For Ukrainians under the flight paths of those weapons, the production numbers translate directly into sleepless nights and shattered livelihoods. In Dnipro on 3 June, local authorities reported that a Russian Iskander‑M ballistic missile struck a major distribution warehouse of the ATB supermarket chain, igniting a fire and injuring at least five people, three of them in serious condition. Separate reports indicated damage to food storage sites and a private logistics terminal, including one used by a national delivery company. Each strike on a warehouse, fuel depot, or logistics hub does more than scar a city block—it strips away the buffers that keep shops stocked, hospitals supplied, and frontline units fueled.

Strategically, Zelensky’s claim of a triple‑digit monthly ballistic missile output signals that Russia may be transitioning from sporadic shock barrages to a sustainable campaign designed to exhaust Ukrainian air defenses. Patriot batteries, while highly effective, are limited in number and expensive to operate, forcing Ukraine to make hard choices about which cities, infrastructure nodes, or military concentrations receive the densest protection. Russian commanders can exploit that scarcity by probing for gaps, targeting second‑tier cities and logistics networks that are less shielded than Kyiv or major power plants.

Zelensky is trying to convert this threat map into political pressure on Western capitals. His calls for additional Patriot systems are framed not only as a military requirement but as a test of whether NATO members are prepared to underwrite Ukraine’s basic ability to keep its airspace defensible. Without more high‑end air defense, he argues, Russia will be able to use its missile factories to slowly grind down Ukraine’s energy grid, industrial plants, and transportation arteries, even if frontline lines shift only marginally.

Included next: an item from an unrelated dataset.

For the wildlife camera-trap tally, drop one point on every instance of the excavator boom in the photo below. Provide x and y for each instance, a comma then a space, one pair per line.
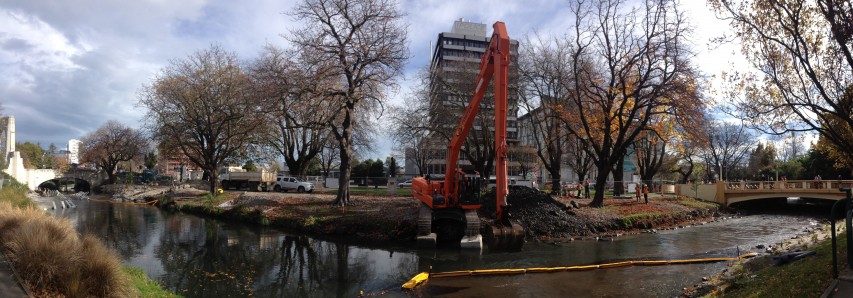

If Russia can maintain or increase production at the level Zelensky describes, Ukraine will face an intensifying war of attrition above the battlefield. Cities like Dnipro, Odesa, Kharkiv, and Lviv, which serve as logistics hubs and shelter for displaced civilians, could see an uptick in strikes on warehouses, depots, and railway nodes. Each attack that gets through forces more resources into repair crews and crisis response, and deepens displacement as people leave areas they now see as systematically targeted.

Key Takeaways

Outlook & Way Forward

If Western countries respond to Zelensky’s plea with additional Patriot batteries and interceptors, Ukraine could build a denser, layered defense over core urban and industrial centers. That would not end Russian missile attacks, but it could significantly reduce their effectiveness and raise the cost‑per‑impact for Moscow’s campaign.

If, instead, Ukraine receives only incremental or delayed air‑defense support, Russian planners may feel emboldened to widen the target set—hitting more logistics hubs, power nodes, and industrial plants that are harder to defend with limited systems. Over time, that would deepen the economic and humanitarian impact even without major changes at the front.

The broader strategic question is whether Western governments treat Ukraine’s air defense as a finite emergency aid line or as a long‑term investment in limiting Russia’s ability to coerce neighbors through missile terror. The answer will shape not only Ukraine’s skyline, but also the credibility of NATO’s stated aim to contain Russian aggression without direct confrontation.